Okay I’ll be honest, I’m not really sure what’s happening on Black Cube Marriage’s Astral Cube. Listening to it for the third time I’m considerably more intrigued than I was the first time I listened. That’s not to say the first listen wasn’t intriguing. The first time I put this record in my ears I was in the midst of an antihistamine haze and had laid down early with headphones on. The otherworldly noise that drilled its way into my brain was like a cross between interplanetary messages, various instruments being dropped into a worm hole, and a dentist’s drill running through my back molars. It’s like all the noisy bits of Agharta and Pangaea morphed into one single blistering moment. It was chaos multiplied. On my third listen it wasn’t any less dense and chaotic, but I found a center to plop down into and let it all soak in nicely.
Black Cube Marriage is the brain child of Chicago cornetist, sound manipulator, and improvisor Rob Mazurek; as well as members of his Brazilian connection Sao Paolo Underground, Austin-based freeform unit Marriage and special guests Jonathan Horne (guitar, saxophone) and Steve Jansen (tapes, guitar). This is the essence of experimental free form noise. This isn’t college kids playing power chords over a motorik beat while under the influence of several cups of Sumatran pour-over. It’s not some dudes jamming with an occasional squall of noise or some tape loops. This is deep, heavy noise. It’s like Morton Subotnick devoured a string quartet, a horn player, and some cafeteria silverware and regurgitated it all in front of a microphone. It’s not for the faint of heart. But if you’ve got an ear and head for true intellectual music journeys, Astral Cube might be your trip.
According to El Paraiso’s press release: “Formed in the wake of a couple of Austin, Texas shows in late 2015, this 11-person strong ensemble creates waves of sound that can best be described as cathartic. Astral Cube draws from multiple styles and traditions and the result is a sonic eruption where past, present, north, east, south, organic and electronic collides and is poured into the unknown. Traces of cosmic jazz – think Don Cherry, Pharoah Sanders, Sun Ra – appears alongside abstract electronics and heavily manipulated instruments – not unlike Autechre or Matmos.”

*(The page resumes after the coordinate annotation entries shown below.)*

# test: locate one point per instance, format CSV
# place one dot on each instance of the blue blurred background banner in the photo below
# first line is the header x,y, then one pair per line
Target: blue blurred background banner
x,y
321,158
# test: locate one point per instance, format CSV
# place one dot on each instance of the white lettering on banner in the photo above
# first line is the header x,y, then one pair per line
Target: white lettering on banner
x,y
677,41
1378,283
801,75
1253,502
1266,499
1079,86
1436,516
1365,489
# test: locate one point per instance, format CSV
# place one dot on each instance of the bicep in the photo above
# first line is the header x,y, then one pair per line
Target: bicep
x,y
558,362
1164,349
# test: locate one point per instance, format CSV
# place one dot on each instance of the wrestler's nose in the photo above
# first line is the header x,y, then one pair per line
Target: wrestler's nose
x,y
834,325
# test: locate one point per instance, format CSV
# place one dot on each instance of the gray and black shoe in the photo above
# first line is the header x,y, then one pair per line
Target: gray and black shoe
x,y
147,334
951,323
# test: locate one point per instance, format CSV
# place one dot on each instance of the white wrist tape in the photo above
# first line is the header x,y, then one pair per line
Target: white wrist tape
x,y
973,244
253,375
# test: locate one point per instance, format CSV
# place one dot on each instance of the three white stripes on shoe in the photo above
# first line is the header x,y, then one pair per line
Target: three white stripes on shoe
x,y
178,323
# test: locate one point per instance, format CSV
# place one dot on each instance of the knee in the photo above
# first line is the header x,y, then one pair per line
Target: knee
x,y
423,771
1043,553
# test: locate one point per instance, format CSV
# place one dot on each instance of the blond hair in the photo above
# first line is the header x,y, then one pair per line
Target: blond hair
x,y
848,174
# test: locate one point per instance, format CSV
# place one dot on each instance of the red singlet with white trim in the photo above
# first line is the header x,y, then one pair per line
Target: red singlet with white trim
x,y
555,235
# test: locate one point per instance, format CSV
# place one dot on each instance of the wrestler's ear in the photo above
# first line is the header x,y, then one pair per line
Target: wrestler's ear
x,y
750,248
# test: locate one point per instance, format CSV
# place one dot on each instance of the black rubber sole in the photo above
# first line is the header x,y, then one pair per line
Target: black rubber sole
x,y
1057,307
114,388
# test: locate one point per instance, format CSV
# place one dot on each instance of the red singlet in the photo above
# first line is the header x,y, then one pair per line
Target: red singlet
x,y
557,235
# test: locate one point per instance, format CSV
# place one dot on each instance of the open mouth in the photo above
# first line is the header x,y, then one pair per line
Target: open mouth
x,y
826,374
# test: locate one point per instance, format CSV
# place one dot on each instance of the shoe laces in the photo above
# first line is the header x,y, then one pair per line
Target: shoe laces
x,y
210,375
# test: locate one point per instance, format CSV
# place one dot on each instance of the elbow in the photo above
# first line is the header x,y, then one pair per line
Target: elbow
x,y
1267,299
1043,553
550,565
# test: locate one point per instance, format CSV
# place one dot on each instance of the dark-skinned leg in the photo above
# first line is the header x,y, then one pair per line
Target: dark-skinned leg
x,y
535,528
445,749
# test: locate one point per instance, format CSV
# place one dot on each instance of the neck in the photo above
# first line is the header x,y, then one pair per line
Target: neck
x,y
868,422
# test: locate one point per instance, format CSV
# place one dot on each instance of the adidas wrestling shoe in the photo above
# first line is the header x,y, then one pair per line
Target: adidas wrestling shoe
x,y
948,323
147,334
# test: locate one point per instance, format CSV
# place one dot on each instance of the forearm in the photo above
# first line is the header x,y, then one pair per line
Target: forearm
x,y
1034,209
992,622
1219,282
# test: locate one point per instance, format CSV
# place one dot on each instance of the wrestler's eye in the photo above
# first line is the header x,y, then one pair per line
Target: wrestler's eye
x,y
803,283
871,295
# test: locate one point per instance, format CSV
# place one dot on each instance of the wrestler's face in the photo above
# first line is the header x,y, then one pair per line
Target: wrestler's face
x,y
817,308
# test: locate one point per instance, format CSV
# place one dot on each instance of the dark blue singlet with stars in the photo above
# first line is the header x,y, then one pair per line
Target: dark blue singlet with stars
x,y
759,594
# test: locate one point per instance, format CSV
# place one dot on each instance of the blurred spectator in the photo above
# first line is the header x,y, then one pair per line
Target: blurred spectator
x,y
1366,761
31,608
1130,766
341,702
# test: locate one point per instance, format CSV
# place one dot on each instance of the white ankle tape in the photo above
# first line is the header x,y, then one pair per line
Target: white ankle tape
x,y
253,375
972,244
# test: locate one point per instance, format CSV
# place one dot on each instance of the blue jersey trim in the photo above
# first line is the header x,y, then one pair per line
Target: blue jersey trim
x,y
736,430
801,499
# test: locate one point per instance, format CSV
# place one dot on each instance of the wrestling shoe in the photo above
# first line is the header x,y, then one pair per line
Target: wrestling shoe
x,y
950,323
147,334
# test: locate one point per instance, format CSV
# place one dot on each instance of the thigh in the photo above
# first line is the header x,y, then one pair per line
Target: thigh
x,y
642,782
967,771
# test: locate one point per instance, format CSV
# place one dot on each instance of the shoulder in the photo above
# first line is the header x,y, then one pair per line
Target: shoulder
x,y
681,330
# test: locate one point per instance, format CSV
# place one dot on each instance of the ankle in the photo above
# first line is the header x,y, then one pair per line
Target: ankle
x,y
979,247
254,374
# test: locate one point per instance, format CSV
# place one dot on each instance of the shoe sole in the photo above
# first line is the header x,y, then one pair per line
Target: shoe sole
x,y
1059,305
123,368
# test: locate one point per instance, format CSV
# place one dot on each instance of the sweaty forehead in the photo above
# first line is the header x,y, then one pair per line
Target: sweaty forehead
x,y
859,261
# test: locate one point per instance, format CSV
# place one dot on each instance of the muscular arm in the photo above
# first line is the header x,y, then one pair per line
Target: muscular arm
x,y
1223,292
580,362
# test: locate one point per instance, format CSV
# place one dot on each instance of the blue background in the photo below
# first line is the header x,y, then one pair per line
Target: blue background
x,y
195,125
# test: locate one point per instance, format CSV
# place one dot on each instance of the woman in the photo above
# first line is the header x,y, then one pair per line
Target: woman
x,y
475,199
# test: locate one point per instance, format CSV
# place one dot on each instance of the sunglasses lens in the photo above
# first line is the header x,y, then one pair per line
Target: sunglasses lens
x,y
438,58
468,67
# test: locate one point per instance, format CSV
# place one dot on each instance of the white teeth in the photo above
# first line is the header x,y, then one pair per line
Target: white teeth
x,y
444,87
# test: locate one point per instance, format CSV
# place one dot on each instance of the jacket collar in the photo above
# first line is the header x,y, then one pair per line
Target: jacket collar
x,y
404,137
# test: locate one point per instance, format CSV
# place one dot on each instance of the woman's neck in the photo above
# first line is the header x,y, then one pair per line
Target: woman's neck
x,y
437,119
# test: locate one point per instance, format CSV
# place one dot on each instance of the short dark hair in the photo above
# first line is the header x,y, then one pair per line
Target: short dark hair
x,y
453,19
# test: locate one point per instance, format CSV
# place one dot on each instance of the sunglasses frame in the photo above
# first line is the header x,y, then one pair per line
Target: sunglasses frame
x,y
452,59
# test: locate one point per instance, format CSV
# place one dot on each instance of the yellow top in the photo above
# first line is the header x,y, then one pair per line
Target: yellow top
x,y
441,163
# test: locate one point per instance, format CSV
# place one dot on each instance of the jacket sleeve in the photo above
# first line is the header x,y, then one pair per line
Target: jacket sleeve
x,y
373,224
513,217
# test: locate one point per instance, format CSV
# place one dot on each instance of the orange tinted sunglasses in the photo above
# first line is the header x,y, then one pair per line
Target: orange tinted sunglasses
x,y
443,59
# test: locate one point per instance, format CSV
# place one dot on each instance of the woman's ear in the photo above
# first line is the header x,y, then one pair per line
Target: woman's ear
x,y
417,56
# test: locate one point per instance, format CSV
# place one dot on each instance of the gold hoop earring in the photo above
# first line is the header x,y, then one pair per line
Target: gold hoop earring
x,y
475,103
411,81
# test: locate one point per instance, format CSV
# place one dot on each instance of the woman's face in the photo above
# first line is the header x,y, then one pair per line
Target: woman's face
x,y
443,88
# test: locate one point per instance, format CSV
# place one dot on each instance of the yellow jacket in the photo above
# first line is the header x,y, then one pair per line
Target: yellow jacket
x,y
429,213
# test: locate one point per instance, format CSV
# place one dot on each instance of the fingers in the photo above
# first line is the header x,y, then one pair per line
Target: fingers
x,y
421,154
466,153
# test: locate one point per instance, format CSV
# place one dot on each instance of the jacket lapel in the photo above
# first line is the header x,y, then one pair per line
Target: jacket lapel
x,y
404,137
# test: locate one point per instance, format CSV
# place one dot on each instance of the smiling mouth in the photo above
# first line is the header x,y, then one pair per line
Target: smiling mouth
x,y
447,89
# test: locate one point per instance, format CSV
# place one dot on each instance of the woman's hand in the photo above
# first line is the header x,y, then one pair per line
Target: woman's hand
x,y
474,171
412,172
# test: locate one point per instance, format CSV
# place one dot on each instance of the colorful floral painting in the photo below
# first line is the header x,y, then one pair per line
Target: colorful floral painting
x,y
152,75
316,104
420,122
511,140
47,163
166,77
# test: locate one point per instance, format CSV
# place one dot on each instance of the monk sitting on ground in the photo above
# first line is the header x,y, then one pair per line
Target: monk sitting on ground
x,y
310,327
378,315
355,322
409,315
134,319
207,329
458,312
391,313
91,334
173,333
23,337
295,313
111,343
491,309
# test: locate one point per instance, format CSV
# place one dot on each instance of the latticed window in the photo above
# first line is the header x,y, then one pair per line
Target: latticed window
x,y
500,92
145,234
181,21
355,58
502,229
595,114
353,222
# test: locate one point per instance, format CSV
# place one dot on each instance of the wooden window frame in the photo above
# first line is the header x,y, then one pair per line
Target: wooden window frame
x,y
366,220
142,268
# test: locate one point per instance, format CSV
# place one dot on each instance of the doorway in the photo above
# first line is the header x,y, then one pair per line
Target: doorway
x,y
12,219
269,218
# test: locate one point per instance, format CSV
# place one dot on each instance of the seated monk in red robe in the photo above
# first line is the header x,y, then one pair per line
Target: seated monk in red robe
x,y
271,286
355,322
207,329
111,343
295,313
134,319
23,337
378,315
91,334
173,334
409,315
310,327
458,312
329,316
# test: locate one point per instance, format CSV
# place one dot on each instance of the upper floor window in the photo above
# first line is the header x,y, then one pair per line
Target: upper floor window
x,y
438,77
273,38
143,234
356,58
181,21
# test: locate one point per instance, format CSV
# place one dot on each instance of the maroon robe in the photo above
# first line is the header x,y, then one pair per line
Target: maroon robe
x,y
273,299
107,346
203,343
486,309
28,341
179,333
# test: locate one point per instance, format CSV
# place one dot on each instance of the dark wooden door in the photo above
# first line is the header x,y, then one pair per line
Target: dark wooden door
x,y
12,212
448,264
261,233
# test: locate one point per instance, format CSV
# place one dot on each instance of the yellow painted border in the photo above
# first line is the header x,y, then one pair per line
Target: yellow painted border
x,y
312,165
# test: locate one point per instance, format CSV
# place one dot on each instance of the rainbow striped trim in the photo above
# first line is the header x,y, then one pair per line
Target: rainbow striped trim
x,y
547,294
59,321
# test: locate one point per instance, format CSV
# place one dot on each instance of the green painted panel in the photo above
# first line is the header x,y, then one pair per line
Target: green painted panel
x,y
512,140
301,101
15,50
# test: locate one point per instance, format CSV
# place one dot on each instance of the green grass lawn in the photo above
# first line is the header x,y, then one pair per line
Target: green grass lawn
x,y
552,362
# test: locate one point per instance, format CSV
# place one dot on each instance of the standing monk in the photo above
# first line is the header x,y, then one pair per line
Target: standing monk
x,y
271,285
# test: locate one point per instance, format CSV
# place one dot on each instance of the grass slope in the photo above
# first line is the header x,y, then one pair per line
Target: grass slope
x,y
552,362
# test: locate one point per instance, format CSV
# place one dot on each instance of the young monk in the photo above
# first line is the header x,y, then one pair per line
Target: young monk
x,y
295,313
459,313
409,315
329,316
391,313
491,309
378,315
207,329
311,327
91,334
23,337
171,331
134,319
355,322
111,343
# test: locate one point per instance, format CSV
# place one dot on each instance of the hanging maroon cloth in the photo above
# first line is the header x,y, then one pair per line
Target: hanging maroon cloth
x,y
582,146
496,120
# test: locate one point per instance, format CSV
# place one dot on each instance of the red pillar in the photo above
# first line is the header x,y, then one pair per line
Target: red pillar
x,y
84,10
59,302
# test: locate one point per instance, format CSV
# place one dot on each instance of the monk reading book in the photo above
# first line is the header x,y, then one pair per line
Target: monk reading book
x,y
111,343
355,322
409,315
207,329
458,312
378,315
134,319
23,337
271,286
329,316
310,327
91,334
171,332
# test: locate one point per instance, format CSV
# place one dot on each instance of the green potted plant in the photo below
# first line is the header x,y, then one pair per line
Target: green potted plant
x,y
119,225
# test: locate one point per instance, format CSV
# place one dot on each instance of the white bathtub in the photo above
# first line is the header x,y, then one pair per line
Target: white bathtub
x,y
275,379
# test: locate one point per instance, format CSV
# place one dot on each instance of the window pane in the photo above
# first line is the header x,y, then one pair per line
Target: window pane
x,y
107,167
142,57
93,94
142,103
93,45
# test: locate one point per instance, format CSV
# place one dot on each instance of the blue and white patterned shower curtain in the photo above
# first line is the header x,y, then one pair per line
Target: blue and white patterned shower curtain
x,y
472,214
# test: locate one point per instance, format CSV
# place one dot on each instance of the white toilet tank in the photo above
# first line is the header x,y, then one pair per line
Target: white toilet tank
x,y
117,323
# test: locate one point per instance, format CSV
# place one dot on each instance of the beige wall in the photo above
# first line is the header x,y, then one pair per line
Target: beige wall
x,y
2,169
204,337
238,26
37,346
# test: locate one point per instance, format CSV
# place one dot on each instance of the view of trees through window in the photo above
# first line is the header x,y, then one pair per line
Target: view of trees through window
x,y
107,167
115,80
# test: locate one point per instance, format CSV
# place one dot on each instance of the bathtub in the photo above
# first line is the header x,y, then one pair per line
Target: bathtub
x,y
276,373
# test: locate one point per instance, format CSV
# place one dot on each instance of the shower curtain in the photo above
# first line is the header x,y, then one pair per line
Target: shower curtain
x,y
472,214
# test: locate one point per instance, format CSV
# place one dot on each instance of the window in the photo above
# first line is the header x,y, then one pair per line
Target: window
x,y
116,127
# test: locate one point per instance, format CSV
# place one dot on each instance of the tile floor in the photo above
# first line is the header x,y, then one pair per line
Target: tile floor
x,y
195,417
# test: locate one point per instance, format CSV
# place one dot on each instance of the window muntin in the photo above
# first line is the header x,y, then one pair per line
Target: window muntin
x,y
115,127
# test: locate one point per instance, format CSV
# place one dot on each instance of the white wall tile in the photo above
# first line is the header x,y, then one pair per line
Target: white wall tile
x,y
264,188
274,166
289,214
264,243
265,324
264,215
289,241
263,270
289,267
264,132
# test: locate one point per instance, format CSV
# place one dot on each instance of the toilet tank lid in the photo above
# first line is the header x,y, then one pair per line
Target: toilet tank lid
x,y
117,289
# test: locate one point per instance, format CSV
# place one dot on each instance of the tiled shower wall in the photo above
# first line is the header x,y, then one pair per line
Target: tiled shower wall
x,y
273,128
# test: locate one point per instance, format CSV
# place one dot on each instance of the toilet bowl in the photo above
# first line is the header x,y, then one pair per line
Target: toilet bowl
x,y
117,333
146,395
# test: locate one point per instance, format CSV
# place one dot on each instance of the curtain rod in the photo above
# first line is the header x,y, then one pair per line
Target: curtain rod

There’s mention of the music conjuring visions of flowing mountain streams, colorful wildlife, and ancient rituals, as well as buzzing power lines and technology gone haywire. I would agree with all of those. At times the music is an absolute catchall for a schizophrenic noise filter. Album opener “Spectral Convergence Wing” greets you with the sound of hysteria. It buzzes and wheezes with chaos. There seems to be no rhyme nor reason. A mental breakdown put to tape. “Fractal Signal Clone” has the essence of Miles calm within a storm. Strings chatter as Mazurek’s cornet plays a mournful melody. Think something like Godspeed You! Black Emperor falling into some sort of sweet abyss with Ron Carter close behind. “Magic Sun Ray” puts me in mind of Nels Cline’s solo records, while “Time Shatters Forward” sounds like oncoming traffic in some post-apocalyptic world.
If there’s a centerpiece on this record its the 13+ minute “Syncretic Illumine”. It opens like noise coming from a distant jungle, but slowly builds into a mammoth groove number. Latin flavors mix with a steely hard bop attitude to give the track a feeling of both history and intergalactic travel. The past and present colliding beautifully.
Astral Cube isn’t for everyone. It’s dense noise making and experimental art of the highest order, but not for the musical window shopper or those with a weak constitution. But for those with unique tastes in intellectual noise and those who’ve taken heady trips with the likes of Pharaoh Sanders, Sun Ra, Bitches Brew-era Miles, as well as electronic noise makers like Morton Subotnick, Pauline Oliveros and Oneohtrix Point Never, Black Cube Marriage may just have what you need.